Quite a bit about inequality, as it turns out. Especially if both parties also work outside the home.
As for children and the care thereof, we see today vast numbers of single-parent homes. These homes are much more likely to experience poverty and hunger. The children are often left in situations where inadaquite care is taken of them or they are completely unattended. They are left, at too young an age, to fend for themselves. Add to this issues of abuse and the picture becomes grim indeed. The lack of willingness on the part of the (most often) fathers to properly care for their children is appalling.
It does not lead to revolutionary thought- it does lead to anger in many cases, and often enough to individual acts of reactionary violence or association with questionable groups (Republicans, Nation of Islam), which pretend to offer what is missing.
"The easiest problem was that of assuming power." Writes Trotsky in this same essay. These are surprising words, I think, to many people. It seems to be the view of many to whom I speak that there is a sort of magical formula- get power away from the bad guys and we live happily ever after. I have heard this in many forms- from Democrats, from Anarchists, even from some Socialists.

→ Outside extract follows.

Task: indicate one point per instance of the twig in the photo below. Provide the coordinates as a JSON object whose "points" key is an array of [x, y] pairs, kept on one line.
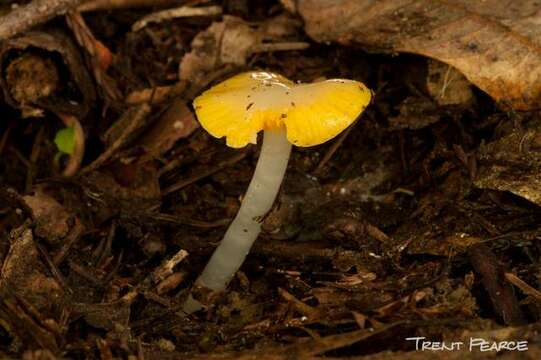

This is only the begining, though! Changing the manner of governance will only solve some of the problems- one must change the very basic structures of everyday life on the way to true equality.
So, what to do? It is not exciting to think about- but it must be accepted that after the initial revolution, there is the daily life. How should it be lived? Obviously, equality must be integrated into the most mundane of things even down to the level of the very basic- One person washes, another person dries the dishes. The dishes get done.